Chávez E, Peña A, Zazueta C, Ramírez J, García N, Carrillo R
Departamento de Bioquímica Instituto Nacional de Cardiología, Ignacio Chávez, UNAM, Mexico, DF, Mexico.
J Bioenerg Biomembr. 2000 Apr;32(2):193-8. doi: 10.1023/a:1005516115189.
Mitochondrial permeability transition occurs through a Ca2+-dependent opening of a transmembrane pore, whose identity has been attributed to that of the adenine nucleotide translocase (ANT). In this work, we induced permeability transition by adding 0.5 microM carboxyatractyloside. The process was evaluated analyzing Ca2+ efflux, a drop in transmembrane electric gradient, and swelling. We found that the amphiphyllic cations octylguanidine and octylamine, at the concentration of 100 microM, inhibited, almost completely, nonspecific membrane permeability. Hexylguanidine, hexylamine, as well as guanidine chloride and hydroxylamine failed to do so. The inhibition was reversed after the addition of 40 mM Li+, Na+ K+, Rb+, or Cs+; K+ was the most effective. We propose that the positive charge of the amines interact with negative charges of membrane proteins, more likely the ADP/ATP carrier, while the alkyl chain penetrates into the hydrophobic milieu of the inner membrane, fixing the reagent.
线粒体通透性转换通过跨膜孔的钙离子依赖性开放而发生,该跨膜孔的身份被认为是腺嘌呤核苷酸转位酶(ANT)。
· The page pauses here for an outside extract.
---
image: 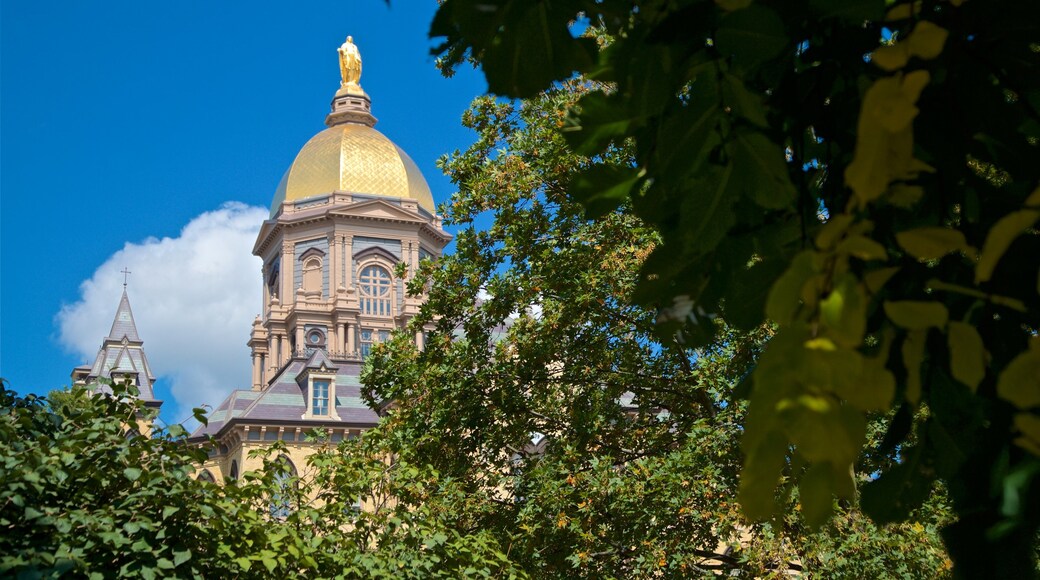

在这项工作中,我们通过添加0.5微摩尔的羧基苍术苷来诱导通透性转换。通过分析钙离子外流、跨膜电梯度下降和肿胀来评估该过程。我们发现,浓度为100微摩尔的两亲性阳离子辛基胍和辛基胺几乎完全抑制了非特异性膜通透性。己基胍、己基胺以及氯化胍和羟胺则没有这种作用。在添加40毫摩尔的锂离子、钠离子、钾离子、铷离子或铯离子后,抑制作用被逆转;钾离子最为有效。我们提出,胺类的正电荷与膜蛋白的负电荷相互作用,很可能是与ADP/ATP载体相互作用,而烷基链则穿透内膜的疏水环境,固定该试剂。